Me pregunté qué ceremonia hubiese escogido Verovolco para sí. ¿Se veía tan en sintonía con Roma? Yo tenía mis dudas.
¿Realmente hubiera optado por ser incinerado entre una nube de aceites aromáticos, o hubiese querido que lo enterraran con la cabeza cortada entre las rodillas, con sus armas y sus ricos objetos sepulcrales alrededor?
—¿Y qué clase de dolor muestra el rey, Cayo?
—Conocía a Verovolco desde que era un niño. De manera que, a pesar de lo que sea que haya ocurrido, Togidubno está deprimido. Amenaza con enviar a sus propios hombres a recabar información.
—No hay nada de malo en ello —dije—. Yo he realizado todas las pesquisas iniciales posibles en busca de testigos. Que los britanos vuelvan a revisarlo todo si quieren. Puede que remuevan algo… En caso contrario, Togidubno podrá comprobar entonces que nosotros hicimos cuanto pudimos.
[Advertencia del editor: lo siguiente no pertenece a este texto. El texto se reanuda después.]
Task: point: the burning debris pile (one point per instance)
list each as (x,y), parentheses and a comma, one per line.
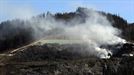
(87,25)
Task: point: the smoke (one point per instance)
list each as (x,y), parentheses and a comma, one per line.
(94,30)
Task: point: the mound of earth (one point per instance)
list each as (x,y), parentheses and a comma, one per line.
(63,59)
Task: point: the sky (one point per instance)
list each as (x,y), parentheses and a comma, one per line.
(24,9)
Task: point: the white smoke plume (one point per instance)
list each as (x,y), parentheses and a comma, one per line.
(95,31)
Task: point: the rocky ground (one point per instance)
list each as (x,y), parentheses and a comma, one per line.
(63,59)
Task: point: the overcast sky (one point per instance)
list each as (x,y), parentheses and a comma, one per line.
(10,9)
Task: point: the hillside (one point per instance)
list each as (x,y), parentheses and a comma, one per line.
(72,43)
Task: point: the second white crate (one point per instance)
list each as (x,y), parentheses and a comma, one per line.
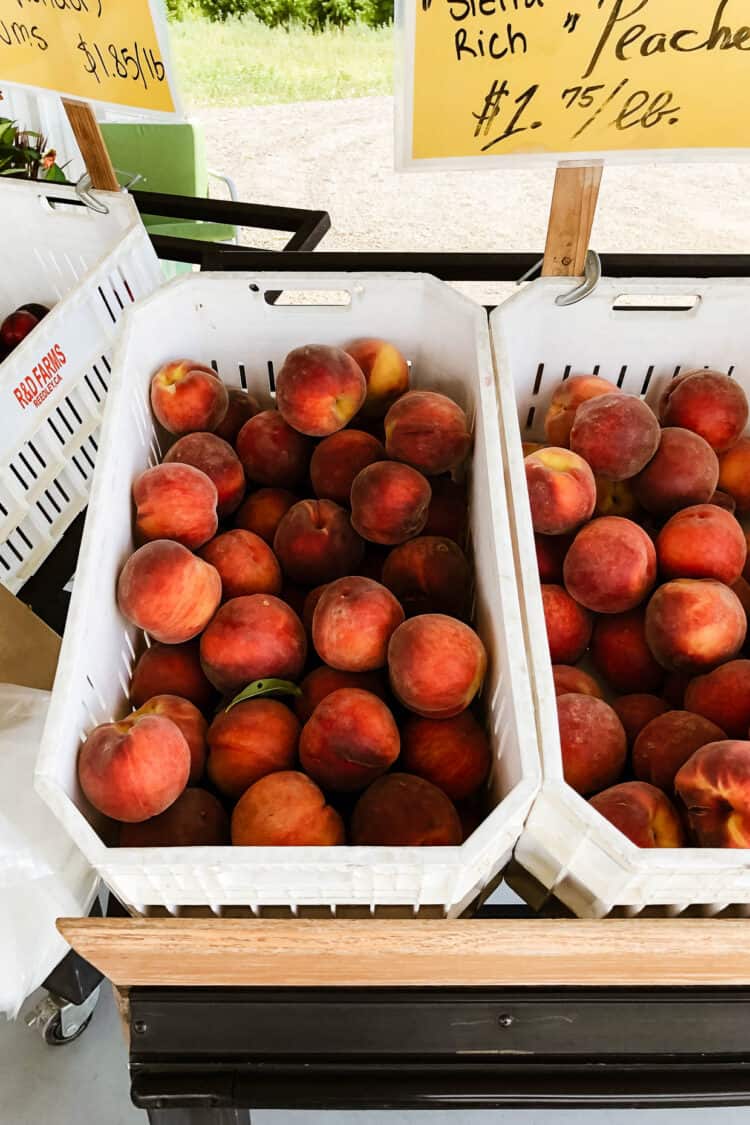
(89,268)
(639,334)
(226,320)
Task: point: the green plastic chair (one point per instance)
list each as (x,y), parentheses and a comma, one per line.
(170,159)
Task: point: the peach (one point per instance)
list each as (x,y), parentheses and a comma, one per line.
(253,638)
(642,813)
(353,622)
(168,592)
(427,431)
(245,563)
(218,460)
(171,669)
(683,471)
(263,511)
(323,681)
(187,396)
(430,575)
(710,404)
(734,474)
(254,738)
(449,510)
(702,541)
(197,819)
(615,497)
(666,744)
(561,491)
(611,565)
(436,665)
(386,374)
(568,626)
(635,711)
(286,810)
(723,695)
(350,739)
(174,502)
(531,447)
(272,452)
(741,587)
(401,810)
(621,654)
(186,718)
(315,542)
(723,500)
(714,786)
(453,754)
(568,680)
(617,434)
(694,624)
(319,389)
(593,743)
(295,596)
(136,770)
(389,503)
(551,552)
(565,402)
(373,560)
(241,407)
(312,599)
(675,687)
(339,458)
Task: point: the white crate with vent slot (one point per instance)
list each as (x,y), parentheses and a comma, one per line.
(88,268)
(639,334)
(226,320)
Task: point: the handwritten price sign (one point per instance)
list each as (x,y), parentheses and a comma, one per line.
(111,52)
(583,79)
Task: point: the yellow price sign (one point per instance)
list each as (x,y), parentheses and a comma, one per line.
(487,80)
(110,52)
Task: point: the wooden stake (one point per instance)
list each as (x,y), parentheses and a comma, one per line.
(91,143)
(571,218)
(233,952)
Un anciano administrativo vino a hablar con él. Gayo tenía prisa. Se detuvo tan sólo para avisarme de que a la mañana siguiente tendría una reunión formal con el rey. (Imaginé que también me convocarían a una reunión previa con Gayo y el gobernador al despuntar el día, puesto que se mostraban preocupados por lo que yo pudiera decir.) Entonces me preguntó si Helena y yo podríamos ayudar a su esposa a entretener a los invitados de la comunidad local que iban a cenar allí aquella noche. Más importadores concienzudos: no me apasionaba la idea, pero cancelar su invitación provocaría demasiadas preguntas, y alguien tenía que hacer el papel de anfitrión. Le dije al cansado procurador que podía contar con nosotros.